Have you ever felt that your voice was heard? Many of us, after just discussing them, get ads that are mysteriously attached to the conversation. Today, microphones are everywhere: smartphones, computers, watches, voice assistants, and so on. To overcome this intrusive hearing, a team of three machine learning experts at Columbia University has developed an algorithm that produces sounds that are almost inaudible to humans, but can shake frequencies and prevent our own devices from spying on us. This work was presented at the last ICLR conference.
Natural language processing is a field of artificial intelligence (AI). It lets you copy human voice into text, understand it and make a request or respond to a conversation like Siri or Alexa. AI algorithms are mainly divided into two groups: recognition and generation. In natural language processing, recognition comes down to word analysis and understanding, and generation comes down to synthesis. This work covers both areas, including a particularly innovative touch: predictive attack.
In previous softwares, the algorithms used to prevent evesdropping were not effective enough in real-time conversation situations. In fact, the characteristics of the sound signal change when the attack is carried out. These changes make it almost impossible for a machine to keep up with a person’s words. The main challenges are optimization and speed. The algorithm must be able to predict changes in pitch and speech speed. Humans are unpredictable, and machines must be prepared and adapted to it.
“Our algorithm manages to prevent a harmful microphone from picking up your sound properly in 80% of cases. It works even when we don’t know anything about the harmful microphone, such as its location or even the software used. “ The first author of this study was Mia Chikiar, an assistant professor of computer science.

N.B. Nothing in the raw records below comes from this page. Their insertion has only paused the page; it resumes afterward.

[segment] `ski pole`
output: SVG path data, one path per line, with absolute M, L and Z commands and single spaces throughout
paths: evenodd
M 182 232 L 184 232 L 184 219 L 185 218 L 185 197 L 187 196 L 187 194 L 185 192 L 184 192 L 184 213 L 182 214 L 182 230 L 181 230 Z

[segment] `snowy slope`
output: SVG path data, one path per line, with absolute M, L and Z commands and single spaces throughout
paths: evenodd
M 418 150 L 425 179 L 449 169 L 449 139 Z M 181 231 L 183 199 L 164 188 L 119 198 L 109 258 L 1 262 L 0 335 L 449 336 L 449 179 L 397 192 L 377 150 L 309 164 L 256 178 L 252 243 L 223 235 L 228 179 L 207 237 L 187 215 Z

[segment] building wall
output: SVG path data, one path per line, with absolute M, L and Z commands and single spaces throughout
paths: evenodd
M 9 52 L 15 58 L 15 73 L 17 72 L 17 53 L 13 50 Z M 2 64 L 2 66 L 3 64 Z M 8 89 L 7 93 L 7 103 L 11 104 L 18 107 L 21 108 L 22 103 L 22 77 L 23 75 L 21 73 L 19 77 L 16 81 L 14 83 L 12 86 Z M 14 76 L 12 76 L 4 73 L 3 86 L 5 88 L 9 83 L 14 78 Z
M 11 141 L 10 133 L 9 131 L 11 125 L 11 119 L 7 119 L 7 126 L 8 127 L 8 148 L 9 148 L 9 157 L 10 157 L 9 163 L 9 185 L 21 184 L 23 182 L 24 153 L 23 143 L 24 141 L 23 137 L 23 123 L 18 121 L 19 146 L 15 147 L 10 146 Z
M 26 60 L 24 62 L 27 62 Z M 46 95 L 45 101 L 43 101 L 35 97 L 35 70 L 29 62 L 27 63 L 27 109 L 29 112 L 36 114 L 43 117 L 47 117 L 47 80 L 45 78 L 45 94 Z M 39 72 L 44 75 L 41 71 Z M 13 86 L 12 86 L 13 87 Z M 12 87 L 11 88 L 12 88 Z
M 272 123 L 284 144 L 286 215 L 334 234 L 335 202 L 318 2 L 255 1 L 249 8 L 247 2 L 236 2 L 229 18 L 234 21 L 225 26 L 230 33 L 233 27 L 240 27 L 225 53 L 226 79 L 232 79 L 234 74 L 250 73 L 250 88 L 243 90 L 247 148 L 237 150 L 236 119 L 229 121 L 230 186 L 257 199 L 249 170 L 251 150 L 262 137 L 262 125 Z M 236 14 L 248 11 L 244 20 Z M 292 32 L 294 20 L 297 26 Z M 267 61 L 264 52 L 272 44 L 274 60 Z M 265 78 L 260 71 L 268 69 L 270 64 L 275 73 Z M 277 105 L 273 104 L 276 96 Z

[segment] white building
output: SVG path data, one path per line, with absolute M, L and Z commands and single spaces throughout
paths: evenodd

A word that fits the prophecy
How to achieve this performance? Creates “prophetic attacks”. It transmits a signal using a computer, made with Hertzian frequency which varies according to the vocal characteristics of the speaker (at frequencies close to 16 kHz; a slightly audible sound). Algorithms first learn to “recognize” human speech and predict what will happen. It then only needs to create a perfect word model, which is suitable for prediction, which is added to the speech by an automatic speech recognition tool to make it unrecognizable.
To implement this system of predictive attacks, the tool uses deep learning (Acquiring deep knowledge): An artificial neural network that creates a database for combined sounds and frequencies. This system improves with the multiplication of data studied over time.
This algorithm remains at the prototype stage for the moment: much work remains to be done to make this system democratic and accessible to all.. Ideally, the team wants the technology to be expanded to languages other than English and the system to be downloaded to any electronic device you want to secure in order for it to act as an app.
However, this study also shows some ethical issues: we need to create an algorithm that protects us from other algorithms. “It simply came to our notice then that we were finally happy to build a car, but forgot to design a steering wheel and brakes., Explains Gianbo Shi, a computer scientist at the University of Pennsylvania in Philadelphia (USA). This is in fact evidence of a systematic regulatory failure against the massive collection of data for the purpose of targeted marketing. Even if these anti-spy systems are widely used in the future, other people will almost certainly try to adjust their recognition methods to overcome annoying fuss or reverse their effects.
Odyssey by Piettre
Opening picture: Examples of sonograms used by researchers (Credit Mia Chikiar / Columbia University).